The scale of data produced in the world is growing faster than the ability to process it. One approach for dealing with this data deluge involves sublinear algorithms, which are designed to estimate some feature of data without needing to store, or sometimes even see, the entire data set. Sublinear algorithms include distribution testing (e.g., estimating if a lottery is fair or not), streaming algorithms (e.g., finding the most common URLs on the web), and property testing (e.g., estimating the maximum degree of a network). For these problems, computer scientists have carefully studied how the complexity of the solution grows with the problem parameters---for example, estimating if a lottery is fair requires a number of draws that scales with the square root of the number of possible numbers drawn. But results so far have not been able to analyze the solution complexity for concrete instances (e.g., for a birthday lottery with 366 possible numbers, how many samples are necessary to verify fairness?). This project aims to change that, by finding solutions with not only good asymptotic scaling, but good constant factors.
Developing sublinear algorithms with good constant factors will require new algorithmic techniques. The sublinear-algorithms literature is based on several widespread techniques like probability amplification that are simple, general, and optimal up to constant factors---and significantly suboptimal in their constant factors.

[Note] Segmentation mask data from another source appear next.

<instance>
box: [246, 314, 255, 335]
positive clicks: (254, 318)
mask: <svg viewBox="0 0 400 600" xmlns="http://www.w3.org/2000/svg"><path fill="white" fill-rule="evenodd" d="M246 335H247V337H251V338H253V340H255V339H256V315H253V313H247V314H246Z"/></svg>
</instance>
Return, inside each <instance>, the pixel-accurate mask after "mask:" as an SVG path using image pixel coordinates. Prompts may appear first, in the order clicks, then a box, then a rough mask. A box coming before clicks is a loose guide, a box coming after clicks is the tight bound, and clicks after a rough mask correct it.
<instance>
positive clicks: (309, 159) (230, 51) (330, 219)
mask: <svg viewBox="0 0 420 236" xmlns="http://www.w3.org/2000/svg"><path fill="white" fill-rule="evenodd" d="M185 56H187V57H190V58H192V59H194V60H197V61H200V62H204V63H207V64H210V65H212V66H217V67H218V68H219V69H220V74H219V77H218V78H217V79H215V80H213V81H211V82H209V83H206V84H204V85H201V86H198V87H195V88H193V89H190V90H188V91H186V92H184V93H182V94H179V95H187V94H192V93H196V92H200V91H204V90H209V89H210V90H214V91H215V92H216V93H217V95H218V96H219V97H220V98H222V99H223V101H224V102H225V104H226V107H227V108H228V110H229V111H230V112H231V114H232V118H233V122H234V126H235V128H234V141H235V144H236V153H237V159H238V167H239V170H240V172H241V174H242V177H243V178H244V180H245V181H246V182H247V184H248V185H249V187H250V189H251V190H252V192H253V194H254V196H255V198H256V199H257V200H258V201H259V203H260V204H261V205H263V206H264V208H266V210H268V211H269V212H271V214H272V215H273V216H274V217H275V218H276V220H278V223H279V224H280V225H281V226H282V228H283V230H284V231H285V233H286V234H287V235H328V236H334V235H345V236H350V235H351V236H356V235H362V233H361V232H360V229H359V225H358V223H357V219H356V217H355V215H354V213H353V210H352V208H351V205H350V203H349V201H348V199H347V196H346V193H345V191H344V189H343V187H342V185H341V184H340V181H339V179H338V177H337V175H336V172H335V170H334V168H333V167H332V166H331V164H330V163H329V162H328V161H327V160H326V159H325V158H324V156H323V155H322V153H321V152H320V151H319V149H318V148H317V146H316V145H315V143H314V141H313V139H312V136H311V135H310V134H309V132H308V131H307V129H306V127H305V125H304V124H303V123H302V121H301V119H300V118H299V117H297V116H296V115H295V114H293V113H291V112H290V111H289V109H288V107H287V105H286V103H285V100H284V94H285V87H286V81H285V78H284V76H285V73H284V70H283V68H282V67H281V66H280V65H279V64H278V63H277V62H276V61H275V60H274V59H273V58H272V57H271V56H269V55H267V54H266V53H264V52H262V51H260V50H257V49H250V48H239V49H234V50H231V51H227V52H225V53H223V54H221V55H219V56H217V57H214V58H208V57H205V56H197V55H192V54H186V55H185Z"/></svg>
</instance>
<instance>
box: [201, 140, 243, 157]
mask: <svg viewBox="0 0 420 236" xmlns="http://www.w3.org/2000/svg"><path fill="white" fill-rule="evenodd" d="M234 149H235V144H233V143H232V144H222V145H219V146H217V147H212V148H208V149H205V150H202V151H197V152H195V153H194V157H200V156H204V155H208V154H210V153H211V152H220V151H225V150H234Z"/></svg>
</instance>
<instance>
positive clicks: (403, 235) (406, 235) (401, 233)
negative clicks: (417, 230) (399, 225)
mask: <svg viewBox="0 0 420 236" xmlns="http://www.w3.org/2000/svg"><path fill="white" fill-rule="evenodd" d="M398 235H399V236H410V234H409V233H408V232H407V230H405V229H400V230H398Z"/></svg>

By replacing these techniques with more fine-grained ones, this project aims to develop new algorithms with better performance in practice. This project also aims to empirically measure the worst-case performance of algorithms, by identifying which input distributions are provably hardest to solve. By testing different algorithms in practice, the project will discover and compare the actual impact of different algorithmic choices.
This award reflects NSF's statutory mission and has been deemed worthy of support through evaluation using the Foundation's intellectual merit and broader impacts review criteria.